Why go back? Because…all of these things lingering about my experience are haunting me. It was traumatic and I can not forget what I do not share. I want you there with me. I want more than anything for you to understand.
This photo was taken right after the diagnosis of “mass in the brain” was told to me. I was with my best friend that night at the emergency room.
The first thing we did was pray. The doctor said, there is a large mass in the brain. I said, oh shit, GOD NO! (lets just be real for a moment) if you saw what I saw on that scan…there was very little brain and a lot of tumor. it took up over half his brain cavity. Sorry God, and then we prayed. We prayed that God would have his hands on my son and whatever would come of this situation. I prayed with the doctors and prayed for their wisdom and healing ability.
After one day of mri’s and scrutiny, John was going to surgery. We had 12 hours to spend with him not knowing if he would make it through. There was a definite possibility of death. I sat with Luke, Jimmy, Mark, and Steve through two agonizing nights with little sleep. Much talk about God and where we were in the very moment when things were happening.
From the night John was admitted to CHOP until his surgery began was about 52 hours with no sleep. We all sat and talked. We confessed our worst fears and like Job’s friends, we sat together saying nothing for hours on end. I said goodbye a hundred times to my sweet child and held him. I tried to memorize every bit of his body so I would never forget. I couldn’t contain my tears if I tried.

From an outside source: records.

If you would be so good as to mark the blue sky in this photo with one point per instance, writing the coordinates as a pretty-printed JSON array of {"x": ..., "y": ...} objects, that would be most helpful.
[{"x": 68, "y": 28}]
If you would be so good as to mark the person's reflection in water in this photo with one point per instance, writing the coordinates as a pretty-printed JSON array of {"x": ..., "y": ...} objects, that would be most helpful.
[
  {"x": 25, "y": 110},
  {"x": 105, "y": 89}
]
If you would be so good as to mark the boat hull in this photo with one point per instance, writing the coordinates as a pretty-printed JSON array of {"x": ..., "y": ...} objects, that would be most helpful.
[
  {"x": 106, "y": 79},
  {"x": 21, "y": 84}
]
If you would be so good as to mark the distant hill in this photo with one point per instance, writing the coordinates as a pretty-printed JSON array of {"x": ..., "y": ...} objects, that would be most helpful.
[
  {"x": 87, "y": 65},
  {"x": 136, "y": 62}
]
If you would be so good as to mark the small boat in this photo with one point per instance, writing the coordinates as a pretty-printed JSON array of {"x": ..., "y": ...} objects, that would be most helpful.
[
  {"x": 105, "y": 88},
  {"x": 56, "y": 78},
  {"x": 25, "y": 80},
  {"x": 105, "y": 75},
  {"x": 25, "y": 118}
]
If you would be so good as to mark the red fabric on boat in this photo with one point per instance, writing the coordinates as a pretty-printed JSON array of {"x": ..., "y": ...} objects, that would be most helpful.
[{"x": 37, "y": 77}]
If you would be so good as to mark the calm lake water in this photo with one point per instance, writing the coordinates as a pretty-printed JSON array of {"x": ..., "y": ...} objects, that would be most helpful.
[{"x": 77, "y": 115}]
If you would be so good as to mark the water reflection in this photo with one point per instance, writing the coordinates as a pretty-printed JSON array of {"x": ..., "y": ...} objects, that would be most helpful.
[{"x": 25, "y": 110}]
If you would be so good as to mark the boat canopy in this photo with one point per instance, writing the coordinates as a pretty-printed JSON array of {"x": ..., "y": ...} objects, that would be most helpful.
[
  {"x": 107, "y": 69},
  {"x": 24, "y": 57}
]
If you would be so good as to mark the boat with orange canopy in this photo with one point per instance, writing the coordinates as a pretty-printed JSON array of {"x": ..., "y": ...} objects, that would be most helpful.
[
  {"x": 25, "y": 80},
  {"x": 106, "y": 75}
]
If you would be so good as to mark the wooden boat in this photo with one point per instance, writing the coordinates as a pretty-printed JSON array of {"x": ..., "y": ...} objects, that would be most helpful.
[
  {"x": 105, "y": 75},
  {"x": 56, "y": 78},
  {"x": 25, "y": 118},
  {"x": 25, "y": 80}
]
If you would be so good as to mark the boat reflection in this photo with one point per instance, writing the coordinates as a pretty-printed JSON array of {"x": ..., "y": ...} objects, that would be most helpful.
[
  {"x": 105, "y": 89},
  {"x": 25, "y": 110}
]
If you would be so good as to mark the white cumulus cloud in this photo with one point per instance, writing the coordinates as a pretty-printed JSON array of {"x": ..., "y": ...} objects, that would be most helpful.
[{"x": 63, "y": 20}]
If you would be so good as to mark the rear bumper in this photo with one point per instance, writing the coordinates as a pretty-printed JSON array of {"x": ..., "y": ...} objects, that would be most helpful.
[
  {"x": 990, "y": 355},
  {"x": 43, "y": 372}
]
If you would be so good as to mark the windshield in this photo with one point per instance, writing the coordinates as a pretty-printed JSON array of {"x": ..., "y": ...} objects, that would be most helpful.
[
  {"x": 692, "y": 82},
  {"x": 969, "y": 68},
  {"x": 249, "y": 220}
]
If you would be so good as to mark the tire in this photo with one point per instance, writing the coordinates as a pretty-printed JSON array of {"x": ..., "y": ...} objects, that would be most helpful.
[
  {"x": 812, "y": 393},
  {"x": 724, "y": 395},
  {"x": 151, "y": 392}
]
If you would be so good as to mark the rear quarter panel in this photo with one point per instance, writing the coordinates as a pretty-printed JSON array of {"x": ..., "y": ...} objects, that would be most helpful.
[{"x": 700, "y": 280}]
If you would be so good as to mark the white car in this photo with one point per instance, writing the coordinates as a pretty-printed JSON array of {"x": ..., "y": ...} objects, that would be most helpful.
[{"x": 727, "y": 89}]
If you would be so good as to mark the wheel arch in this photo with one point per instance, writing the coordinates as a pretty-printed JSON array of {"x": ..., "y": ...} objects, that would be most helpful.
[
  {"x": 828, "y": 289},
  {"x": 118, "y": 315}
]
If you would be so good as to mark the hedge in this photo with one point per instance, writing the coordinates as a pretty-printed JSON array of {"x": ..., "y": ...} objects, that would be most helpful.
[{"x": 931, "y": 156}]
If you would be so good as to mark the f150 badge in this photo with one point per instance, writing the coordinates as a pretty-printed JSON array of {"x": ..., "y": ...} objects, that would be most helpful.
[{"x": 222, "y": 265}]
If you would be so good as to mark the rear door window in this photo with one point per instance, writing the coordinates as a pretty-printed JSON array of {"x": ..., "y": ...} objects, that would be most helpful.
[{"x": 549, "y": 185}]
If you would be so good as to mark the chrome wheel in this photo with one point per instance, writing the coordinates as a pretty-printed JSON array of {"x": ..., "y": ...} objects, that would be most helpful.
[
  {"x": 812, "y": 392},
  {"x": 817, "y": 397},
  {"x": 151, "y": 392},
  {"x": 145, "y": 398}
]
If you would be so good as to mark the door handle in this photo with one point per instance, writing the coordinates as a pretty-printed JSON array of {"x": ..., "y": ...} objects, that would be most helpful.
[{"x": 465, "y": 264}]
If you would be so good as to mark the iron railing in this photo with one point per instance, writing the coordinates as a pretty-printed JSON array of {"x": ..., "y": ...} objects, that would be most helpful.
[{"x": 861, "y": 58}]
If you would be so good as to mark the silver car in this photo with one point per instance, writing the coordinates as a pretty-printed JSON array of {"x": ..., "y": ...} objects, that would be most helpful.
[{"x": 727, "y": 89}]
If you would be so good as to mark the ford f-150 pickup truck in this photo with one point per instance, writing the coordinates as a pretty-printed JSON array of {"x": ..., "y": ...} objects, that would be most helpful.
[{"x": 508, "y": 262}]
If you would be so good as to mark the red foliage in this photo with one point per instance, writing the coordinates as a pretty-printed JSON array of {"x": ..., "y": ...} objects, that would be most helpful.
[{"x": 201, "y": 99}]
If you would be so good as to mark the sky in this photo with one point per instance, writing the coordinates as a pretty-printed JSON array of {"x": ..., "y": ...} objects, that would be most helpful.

It was absolutely heartbreaking every time I began to think about my son’s head being cut open. If I began to think about the monster his skull contained. I was stifling tears and holding back sobs as the emotion escaped my eyes in small tears. one by one they fell. one by one they betrayed my fears and pain. we all felt that way that night. the 5 of us in that room. we all cried and were afraid.
Then the real pain began. I can only describe to you what it is like to wait for surgery to finish. 10 agonizing hours of wondering if your child is dead yet and no one has been out to tell you.
we alternated singing together with prayer every 15 minutes on a timer for 10 hours. we sang and lifted our tears and voices to The Lord. We were all scared and talked of everything except what we were all wondering and thinking. There were about 20 people in the room with occasional prayer worrier visitors and pastors. We remained for the long haul. We knew we were right next to the operating rooms and sang in unison praise and worship songs, hoping the surgeons would hear us.
When the nurses updated us the first time it was that 1% of the tumor was out. The next 4 updates were that things were “progressing”. That was a horrifying update. It was vague and scary. We asked questions but no one knew anything more. When the nurse finally came in and said they were finishing up.
We sprang up and moved to the door outside our private waiting room. We figured out pretty quickly that we could see the patients beyond being wheeled to a private elevator through a pair of double doors that were locked. So we took station and waited. Carefully watching from every angle for a gurney containing my sweet little 3-year-old boy. It was hard to wait….I sweated…I cried silent tears….i prayed that he was one being wheeled to a room and not dead. It was a struggle to stand there and wait. watching gurney pass 200 ft away behind glass.